Tuesday, March 25, 2014

This is a landmark in the War against Kings Cross

OK I was wrong. I had predicted that 1.30 lockouts and 3am closing would result in more violence as the Kings Cross crowds battled it out over taxis. But after three weeks of the new regime it seems the crowds have simply stopped coming. It's a landmark in the eternal War against Kings Cross.
Bayswater Road last Saturday night, showing one of several
trailer-mounted signs flashing the new regime.
I took these photos on Saturday night, when the trial closure of Bayswater Road to through traffic was being trialled. The signage flagged a 9pm closure but at 9.30 they didn't seem to be in place and the crowds and traffic were so sparse there didn't seem to be much point.
It looks as if the authorities, too, have been caught offguard at people's desertion of Sydney's late-night entertainment precinct.
It makes sense though - when I pointed out the lack of people at 9.30, a friend said "people will come later". But if there is no "later", why would they come?
People have to eat somewhere, then they have to get into the city, or they go somewhere local for some cheaper drinks before heading in. The crowds used to really hit after midnight. But what's the point of that if you are going to be locked out of all venues at 1.30? It's not worth the trip in from the 'burbs. In today's mobile phone-fuelled, flexible social landscape, people from all over the city move about, change venues and meet their friends anywhere. The 1.30 lockout freezes all that.
These ill-conceived rules were made by old farts who still think in terms of their distant youth, before mobile phones (and before drugs that help people party all night were common currency - you know, the ones that are "controlled" by prohibition). I have heard more than one old killjoy say things like "Why can't these people just go home by midnight".
The baby has truly thrown out with the bathwater and when the data are in, I now predict a sorry tale of  lost jobs, business failure and - if the data are even collected - the displacement of drunken violence to other areas and private homes.
Welcome to the nanny state.

PS I'm told 25 staff have been sacked from the Kings Cross Hotel alone after the lockouts reduced their average 1am crowd from 900 to 200.

Maybe the lockouts have an upside - The Vegas Hotel seems to be getting creative
about pulling customers, with bloke and girly shows. But these sexy boys were finding
it hard to pull girls from nearly non-existent crowds.



Tuesday, March 11, 2014

Lockouts and new anti-alcohol laws simply deny the facts

There was a petition on the bar of my local against the NSW government's recent early lockout laws. I signed it. While I have been railing for years against this moral panic-driven nonsense, this piece by Bernard Keane on Crickey unpicks the hypocrisy of the laws and the media campaign behind it, particularly the shameful behaviour of the formerly trustworthy Sydney Morning Herald.

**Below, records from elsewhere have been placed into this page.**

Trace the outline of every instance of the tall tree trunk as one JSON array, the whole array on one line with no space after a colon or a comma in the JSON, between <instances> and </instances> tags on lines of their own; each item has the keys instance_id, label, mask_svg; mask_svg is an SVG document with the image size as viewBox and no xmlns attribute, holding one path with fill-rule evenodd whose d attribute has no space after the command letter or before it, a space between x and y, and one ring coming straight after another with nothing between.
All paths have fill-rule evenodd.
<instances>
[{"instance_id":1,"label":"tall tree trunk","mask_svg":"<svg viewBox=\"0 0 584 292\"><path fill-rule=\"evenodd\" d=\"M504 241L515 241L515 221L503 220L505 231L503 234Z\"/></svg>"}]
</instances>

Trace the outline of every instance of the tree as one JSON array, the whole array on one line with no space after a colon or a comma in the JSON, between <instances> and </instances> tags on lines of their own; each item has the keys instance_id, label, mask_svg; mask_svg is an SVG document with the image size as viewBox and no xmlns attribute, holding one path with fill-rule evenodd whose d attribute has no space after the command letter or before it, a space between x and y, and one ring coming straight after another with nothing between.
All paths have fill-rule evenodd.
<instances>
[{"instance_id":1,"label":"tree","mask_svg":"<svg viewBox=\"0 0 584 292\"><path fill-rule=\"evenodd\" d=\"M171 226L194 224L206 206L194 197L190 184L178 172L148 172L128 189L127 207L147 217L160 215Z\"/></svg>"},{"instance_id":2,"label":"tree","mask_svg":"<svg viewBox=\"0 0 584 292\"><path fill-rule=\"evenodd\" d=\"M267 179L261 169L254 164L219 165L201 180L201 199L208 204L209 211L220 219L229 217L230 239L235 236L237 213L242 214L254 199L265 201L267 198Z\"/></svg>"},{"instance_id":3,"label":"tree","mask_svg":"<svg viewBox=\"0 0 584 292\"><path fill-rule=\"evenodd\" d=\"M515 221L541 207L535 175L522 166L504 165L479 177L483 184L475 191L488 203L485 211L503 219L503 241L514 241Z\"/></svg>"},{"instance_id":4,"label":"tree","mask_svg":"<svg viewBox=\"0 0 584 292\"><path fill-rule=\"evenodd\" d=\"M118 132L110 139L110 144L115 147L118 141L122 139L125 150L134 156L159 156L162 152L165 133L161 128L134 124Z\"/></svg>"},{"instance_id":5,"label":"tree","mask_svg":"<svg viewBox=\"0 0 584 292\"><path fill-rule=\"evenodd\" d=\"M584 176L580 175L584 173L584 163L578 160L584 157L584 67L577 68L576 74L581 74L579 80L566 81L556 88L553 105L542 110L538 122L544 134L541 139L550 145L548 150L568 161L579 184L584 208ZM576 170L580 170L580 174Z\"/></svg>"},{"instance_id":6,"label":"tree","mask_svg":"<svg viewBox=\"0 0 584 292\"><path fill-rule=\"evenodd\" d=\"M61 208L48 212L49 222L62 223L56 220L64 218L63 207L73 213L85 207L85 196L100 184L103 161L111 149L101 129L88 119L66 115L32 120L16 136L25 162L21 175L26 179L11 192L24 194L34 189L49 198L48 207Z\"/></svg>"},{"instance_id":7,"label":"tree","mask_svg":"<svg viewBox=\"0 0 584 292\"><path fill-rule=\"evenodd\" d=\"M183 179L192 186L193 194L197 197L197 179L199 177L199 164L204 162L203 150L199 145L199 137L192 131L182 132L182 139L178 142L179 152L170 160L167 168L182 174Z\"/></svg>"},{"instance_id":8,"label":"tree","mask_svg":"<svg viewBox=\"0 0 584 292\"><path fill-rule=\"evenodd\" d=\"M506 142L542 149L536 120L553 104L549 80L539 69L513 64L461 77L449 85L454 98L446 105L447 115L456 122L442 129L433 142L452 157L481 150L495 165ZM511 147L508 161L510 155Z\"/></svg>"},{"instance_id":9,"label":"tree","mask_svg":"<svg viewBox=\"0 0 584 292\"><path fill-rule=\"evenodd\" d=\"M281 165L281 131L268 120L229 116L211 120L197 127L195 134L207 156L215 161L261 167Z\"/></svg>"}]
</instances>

The piece is less than complimentary about media tart Dr Gordian Fulde from St Vincents Hospital, a doctrinaire prohibitionist who in my view should stick to his doctoring and keep his doctrines out of public commentary.

Writes Keane:
Fulde is insistent that violence is getting worse in Sydney and that alcohol is to blame. It is a claim that the Herald was happy to repeat. It is also a claim that is blatantly false... Last year’s Review of the Liquor Act 2007and Gaming and Liquor Administration Act 2007 showed that violent incidents on licensed premises had fallen 28% from 2007, and alcohol-related assaults had fallen 35% between 2008 and 2012. Assaults across NSW had also fallen significantly, as had hospital presentations for acute alcohol-related problems.
And for those who believe that review was a Big Grog conspiracy, you can go to the NSW Bureau of Crime Statistics and Research site and look at the data yourself.
Here are the relevant data:

Keane again hits the nail on the head, ascribing the cheap populist campaign run by Sydney's newspapers to their plummetting circulation:
This takes us to the most relevant statistics about this whole sordid affair. The Sydney Morning Herald’s circulation is in freefall — it lost more than 15% of its circulation in the year to September. And in 2013, it fell 7 points in its readers’ trust, according to Essential Research’s trust in media survey, tumbling to 64%. The Telegraph is Australia’s least-trusted metro title — trusted by only 41% of its readers — and its circulation fell by nearly as much as the Herald’s in the year to September. They are two dying newspapers, each desperate to outdo the other.
The lockout laws so-far seem to be killing the Cross, which might please a few local NIMBYs but will cause hardship to all the hospitality workers and entertainers now thrown out of work.